Original paper headline: FE milieu could help raise pupils’ GCSE results

The inspection body’s second evaluation of diploma teaching found one example where a local authority had tracked a 10 per cent improvement in the numbers achieving five good GCSEs among students who had college vocational courses as part of their curriculum.

Its report said: “While it was often difficult to link GCSE-equivalent attainment directly to particular changes in provision, successes on new vocational courses and young apprenticeship programmes in some areas were clear contributory factors.”

Colleges are also central to the functional skills aspect of the diploma. Inspectors said where maths and English skills were integrated with the principal learning, it was mostly taught by college staff who had experience of embedding key skills and vocational learning.

But in about half of the consortia, the teaching of functional skills “lacked co-ordination” and the quality of teaching varied considerably among these.

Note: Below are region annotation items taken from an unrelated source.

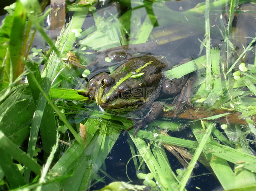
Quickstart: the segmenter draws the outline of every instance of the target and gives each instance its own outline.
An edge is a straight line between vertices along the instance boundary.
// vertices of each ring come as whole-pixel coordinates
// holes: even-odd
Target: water
[[[77,30],[78,32],[77,33],[76,35],[80,35],[77,38],[75,35],[69,36],[71,38],[69,40],[71,40],[72,44],[68,50],[72,50],[74,53],[77,53],[82,64],[89,64],[96,60],[96,66],[94,66],[94,67],[92,67],[93,69],[91,69],[92,72],[94,72],[95,73],[109,69],[109,65],[108,63],[106,64],[105,60],[106,55],[108,56],[105,50],[112,48],[113,49],[111,51],[115,52],[116,47],[121,45],[128,44],[130,49],[127,48],[126,50],[131,54],[142,52],[164,56],[173,65],[177,65],[184,59],[196,59],[205,54],[205,49],[201,43],[203,42],[205,43],[203,41],[205,34],[204,12],[202,14],[197,14],[195,11],[192,11],[190,17],[187,17],[187,15],[184,15],[182,12],[189,11],[190,9],[201,2],[204,1],[159,1],[151,3],[148,1],[134,1],[130,4],[126,1],[120,1],[103,6],[99,4],[97,6],[96,11],[87,15],[83,14],[82,11],[79,13],[81,14],[79,16],[76,15],[78,14],[78,12],[73,12],[72,8],[69,7],[68,8],[70,11],[67,15],[67,20],[68,21],[69,18],[73,15],[75,12],[74,20],[78,20],[79,18],[81,19],[79,22],[77,22],[77,20],[73,20],[73,22],[77,25],[77,28],[76,29],[82,29],[82,30],[80,32],[81,34],[79,34],[79,30]],[[174,11],[167,11],[168,8]],[[253,13],[254,13],[253,10],[255,10],[255,7],[248,4],[241,6],[241,9],[245,11],[250,10],[252,10],[251,12]],[[240,17],[239,15],[236,15],[233,24],[233,30],[236,36],[231,41],[237,47],[236,49],[237,52],[234,54],[234,58],[236,57],[236,54],[241,54],[241,50],[243,50],[243,46],[246,47],[248,45],[251,40],[250,38],[254,37],[255,31],[255,24],[252,24],[255,22],[254,15],[250,11],[249,11],[248,15],[244,14],[243,11],[240,12],[242,14],[241,16]],[[217,49],[220,49],[220,54],[224,58],[225,56],[225,46],[226,43],[224,41],[225,30],[226,29],[228,18],[227,12],[228,10],[225,9],[225,5],[223,7],[215,7],[210,11],[211,46]],[[154,15],[156,17],[154,17]],[[246,23],[245,20],[249,21],[248,22],[251,22],[252,24],[246,24],[246,26],[245,26],[245,23]],[[241,30],[241,28],[242,29],[242,31]],[[147,42],[150,43],[153,42],[154,45],[138,47],[136,48],[138,49],[135,51],[135,52],[129,52],[132,49],[130,44],[144,44]],[[157,45],[156,45],[156,44]],[[43,47],[44,45],[40,40],[36,45],[37,47]],[[254,59],[253,53],[250,52],[246,54],[246,63],[252,64]],[[110,69],[113,71],[116,67],[115,63],[112,66]],[[62,74],[61,77],[67,78],[63,77],[61,79],[61,82],[59,83],[59,86],[65,88],[83,88],[82,84],[83,83],[84,85],[86,83],[84,80],[81,79],[81,81],[78,82],[81,79],[80,75],[82,76],[82,70],[81,69],[75,70],[72,69],[70,70],[63,70],[64,74]],[[198,74],[198,82],[204,80],[205,76],[204,72],[199,71]],[[192,94],[195,93],[196,88],[198,88],[200,85],[198,83]],[[172,98],[169,98],[171,103]],[[165,99],[162,100],[167,102]],[[67,108],[69,107],[80,107],[82,108],[83,107],[82,105],[83,103],[71,103],[65,101],[63,106],[63,108],[66,107],[65,109],[68,110]],[[195,103],[195,105],[200,106],[200,103],[197,103],[197,105]],[[67,118],[71,116],[70,119],[70,119],[70,122],[77,123],[81,121],[84,122],[82,120],[88,118],[88,113],[91,113],[91,111],[96,108],[95,103],[94,105],[89,106],[84,104],[84,107],[90,111],[84,112],[81,110],[76,113],[77,110],[74,112],[70,109],[70,113],[67,114]],[[72,112],[74,112],[74,114]],[[169,118],[169,120],[170,120]],[[167,121],[165,119],[163,120]],[[174,119],[173,118],[171,118],[170,120],[174,122],[180,122],[182,126],[187,127],[188,124],[186,120]],[[110,121],[113,122],[113,121]],[[153,124],[155,126],[159,126],[156,122],[154,122]],[[180,126],[179,126],[177,128],[179,127]],[[151,131],[151,134],[155,134],[154,132],[152,131],[154,129],[150,127],[149,128]],[[149,131],[148,129],[143,130]],[[179,131],[179,132],[170,131],[168,133],[172,137],[184,140],[196,140],[189,127]],[[65,136],[67,137],[67,133],[62,138]],[[158,137],[156,136],[155,138],[157,138]],[[149,140],[146,141],[147,143],[152,143]],[[235,143],[236,143],[237,142],[236,142]],[[127,171],[126,170],[127,163],[132,157],[130,144],[132,144],[132,142],[128,141],[127,135],[123,136],[121,132],[103,165],[102,169],[112,178],[106,177],[104,179],[105,182],[97,183],[91,188],[91,190],[99,189],[114,181],[128,182],[129,180],[127,173],[133,181],[133,184],[143,184],[143,181],[137,177],[138,172],[134,167],[132,160],[128,165]],[[163,148],[164,146],[160,141],[153,142],[153,144],[155,144],[155,146],[158,147]],[[174,173],[177,169],[183,168],[174,156],[169,152],[166,151],[170,167]],[[189,178],[186,188],[188,191],[197,191],[199,190],[198,188],[202,191],[221,190],[222,188],[214,174],[209,170],[209,167],[206,167],[202,164],[204,163],[204,161],[201,158],[200,159],[202,163],[200,162],[197,163],[193,170],[194,174]],[[149,172],[148,168],[146,166],[144,169],[145,173]],[[105,176],[102,171],[99,174],[101,177]]]

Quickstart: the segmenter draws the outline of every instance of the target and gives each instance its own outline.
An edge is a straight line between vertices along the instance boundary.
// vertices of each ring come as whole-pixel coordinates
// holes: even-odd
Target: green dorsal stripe
[[[135,72],[136,72],[136,73],[138,73],[140,72],[140,70],[141,70],[142,69],[143,69],[144,68],[146,67],[147,66],[148,66],[148,65],[152,63],[153,62],[153,61],[150,61],[148,62],[147,62],[147,63],[146,63],[145,64],[144,64],[143,66],[142,66],[141,67],[139,67],[138,69],[136,69],[135,70]],[[133,73],[132,72],[130,72],[129,73],[128,73],[127,74],[127,75],[126,75],[125,76],[124,76],[123,78],[120,78],[120,79],[119,80],[119,81],[117,82],[117,83],[116,84],[116,85],[115,85],[114,86],[113,86],[113,87],[111,88],[111,89],[110,90],[110,91],[109,91],[109,92],[108,92],[108,93],[107,94],[106,96],[107,97],[108,97],[108,96],[111,95],[112,93],[113,93],[113,92],[114,92],[114,91],[117,89],[117,88],[122,83],[123,83],[123,82],[124,82],[125,80],[126,80],[127,79],[128,79],[131,76],[132,76],[133,75],[134,75]]]

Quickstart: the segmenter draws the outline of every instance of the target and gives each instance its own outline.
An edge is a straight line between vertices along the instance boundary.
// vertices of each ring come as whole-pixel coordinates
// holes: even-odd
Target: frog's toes
[[[126,129],[124,131],[124,132],[123,132],[123,135],[124,136],[126,134],[126,132],[128,131],[130,131],[131,129],[133,128],[136,128],[133,135],[133,137],[135,138],[137,132],[140,128],[141,128],[143,126],[145,125],[144,123],[145,123],[144,122],[144,120],[143,119],[141,119],[140,120],[138,121],[137,122],[135,123],[133,125],[130,127],[129,128]]]

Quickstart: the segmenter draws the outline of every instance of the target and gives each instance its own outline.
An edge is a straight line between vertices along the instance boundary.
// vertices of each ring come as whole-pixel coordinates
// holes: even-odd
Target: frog
[[[162,95],[175,98],[172,103],[173,106],[176,104],[174,118],[185,104],[193,106],[189,95],[196,79],[195,73],[170,80],[164,72],[171,69],[172,64],[163,56],[145,54],[133,56],[129,54],[128,58],[123,57],[125,60],[112,73],[102,72],[92,78],[87,83],[84,95],[89,98],[88,103],[95,100],[103,110],[116,113],[128,112],[139,109],[145,104],[149,105],[147,113],[137,119],[134,124],[124,132],[124,135],[134,128],[135,137],[139,129],[161,115],[164,103],[157,99]]]

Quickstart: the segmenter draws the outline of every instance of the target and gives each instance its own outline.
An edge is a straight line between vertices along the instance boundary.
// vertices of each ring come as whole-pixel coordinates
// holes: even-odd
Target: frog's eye
[[[132,96],[132,89],[127,87],[121,87],[117,90],[118,93],[120,98],[128,98]]]
[[[101,81],[101,83],[104,87],[110,86],[115,83],[115,80],[110,76],[104,78]]]

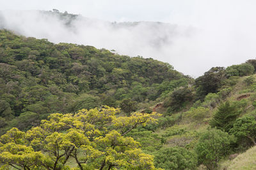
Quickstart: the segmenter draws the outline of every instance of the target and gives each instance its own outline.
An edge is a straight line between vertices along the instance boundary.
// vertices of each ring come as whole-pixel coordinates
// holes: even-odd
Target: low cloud
[[[113,23],[43,11],[2,11],[0,21],[1,28],[26,36],[152,57],[195,77],[213,66],[244,62],[256,52],[254,32],[250,29],[248,37],[241,27],[230,31],[234,29],[218,24],[200,27],[153,22]]]

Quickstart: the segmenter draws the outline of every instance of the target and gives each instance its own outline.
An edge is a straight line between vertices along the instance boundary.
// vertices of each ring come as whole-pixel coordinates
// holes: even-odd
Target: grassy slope
[[[256,74],[253,75],[256,81]],[[185,132],[181,132],[175,135],[168,136],[166,142],[163,145],[163,147],[168,148],[175,146],[186,147],[188,149],[193,149],[195,144],[200,136],[200,134],[204,132],[207,127],[209,127],[209,122],[212,118],[212,115],[218,110],[218,106],[220,103],[228,101],[230,103],[235,103],[239,106],[241,110],[240,116],[244,115],[249,113],[254,113],[255,108],[253,106],[253,103],[256,100],[256,85],[252,84],[247,85],[244,82],[244,80],[248,76],[239,78],[236,81],[236,84],[232,87],[232,90],[229,96],[224,100],[219,101],[216,107],[211,108],[208,106],[209,111],[207,113],[204,118],[200,120],[195,120],[192,117],[186,117],[188,110],[186,108],[182,111],[174,113],[173,116],[179,114],[182,114],[182,118],[180,121],[173,126],[167,128],[159,128],[154,132],[154,134],[159,136],[163,136],[168,132],[173,132],[177,129],[184,129]],[[240,100],[239,97],[245,95],[250,95]],[[203,106],[204,103],[200,104],[200,106]],[[162,109],[162,113],[164,110]],[[161,112],[161,111],[159,111]],[[254,114],[254,113],[253,113]],[[154,143],[154,141],[152,141]],[[253,152],[255,153],[253,153]],[[153,153],[154,154],[154,153]],[[241,154],[237,159],[231,162],[228,158],[225,158],[220,163],[220,169],[228,167],[228,169],[256,169],[256,147],[250,149],[244,153]],[[247,169],[246,169],[247,168]],[[200,169],[206,169],[205,167],[200,166]]]
[[[256,146],[239,154],[233,160],[223,162],[219,169],[256,169]]]

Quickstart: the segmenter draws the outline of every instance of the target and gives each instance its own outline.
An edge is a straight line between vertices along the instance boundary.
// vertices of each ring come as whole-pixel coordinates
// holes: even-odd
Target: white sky
[[[53,8],[104,20],[160,21],[202,30],[193,39],[179,40],[170,52],[176,59],[155,58],[193,76],[256,57],[253,0],[0,0],[0,10]]]

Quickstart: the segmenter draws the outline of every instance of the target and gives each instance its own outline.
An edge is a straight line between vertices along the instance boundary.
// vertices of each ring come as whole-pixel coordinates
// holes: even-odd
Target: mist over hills
[[[186,74],[199,76],[205,71],[190,71],[192,66],[179,54],[186,48],[184,41],[196,34],[192,27],[157,22],[110,22],[53,10],[2,11],[0,28],[54,43],[92,45],[120,54],[152,57],[168,62]]]

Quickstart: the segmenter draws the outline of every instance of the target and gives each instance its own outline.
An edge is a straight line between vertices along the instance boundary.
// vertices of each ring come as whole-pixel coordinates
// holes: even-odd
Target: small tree
[[[207,169],[214,169],[221,158],[228,154],[231,145],[235,143],[234,136],[230,136],[219,129],[210,129],[199,139],[195,146],[198,163]]]
[[[239,115],[239,112],[237,110],[236,106],[231,105],[227,101],[219,106],[217,112],[210,122],[210,125],[212,127],[229,132]]]
[[[181,147],[162,148],[155,155],[156,167],[164,169],[195,169],[196,157]]]

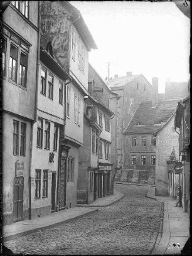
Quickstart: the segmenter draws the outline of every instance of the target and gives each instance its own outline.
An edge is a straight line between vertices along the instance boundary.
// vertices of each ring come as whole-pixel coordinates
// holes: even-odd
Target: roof
[[[72,22],[77,19],[77,22],[75,22],[74,24],[75,24],[83,41],[88,43],[90,48],[97,49],[97,45],[78,9],[71,4],[68,1],[63,1],[61,3],[65,4],[67,8],[70,9],[70,11],[72,14]]]
[[[127,83],[131,83],[132,81],[141,75],[134,75],[129,77],[119,77],[109,81],[106,81],[105,83],[110,88],[125,87]]]
[[[167,82],[165,88],[165,100],[184,99],[189,95],[188,87],[188,82]]]
[[[178,103],[178,100],[163,100],[158,102],[155,107],[151,107],[151,101],[141,102],[124,133],[155,131],[161,126],[163,126],[173,115]],[[138,125],[138,123],[142,125]]]

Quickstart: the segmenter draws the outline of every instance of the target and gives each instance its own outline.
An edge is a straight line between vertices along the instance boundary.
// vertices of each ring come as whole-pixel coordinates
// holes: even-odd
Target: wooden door
[[[23,218],[23,177],[14,178],[13,222],[19,221]]]

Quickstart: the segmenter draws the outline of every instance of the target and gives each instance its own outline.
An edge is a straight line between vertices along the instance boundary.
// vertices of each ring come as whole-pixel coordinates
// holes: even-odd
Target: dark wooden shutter
[[[67,157],[61,157],[60,177],[60,210],[65,206],[66,198],[66,162]]]

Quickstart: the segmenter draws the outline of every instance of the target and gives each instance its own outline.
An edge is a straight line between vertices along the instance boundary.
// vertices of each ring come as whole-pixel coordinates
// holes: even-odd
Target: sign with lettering
[[[31,186],[35,186],[35,176],[31,176]]]
[[[23,176],[24,162],[23,161],[17,160],[16,163],[16,177]]]

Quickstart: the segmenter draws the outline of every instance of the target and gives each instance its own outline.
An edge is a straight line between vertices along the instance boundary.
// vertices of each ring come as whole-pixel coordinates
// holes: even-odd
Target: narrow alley
[[[147,188],[115,184],[124,198],[76,221],[7,242],[32,255],[150,255],[161,224],[161,204]]]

Inspectors said many of the consortia visited involved institutions that had already collaborated for many years, and the implementation was good in 20 of them, and satisfactory in the remaining three.

Employer involvement was also rated as good or outstanding in two-thirds of the consortia. Businesses had contributed to the course development and were offering work experience, speakers and visits.

But the problem of recruiting students to diplomas remains: inspectors found that numbers were particularly low at foundation and advanced levels.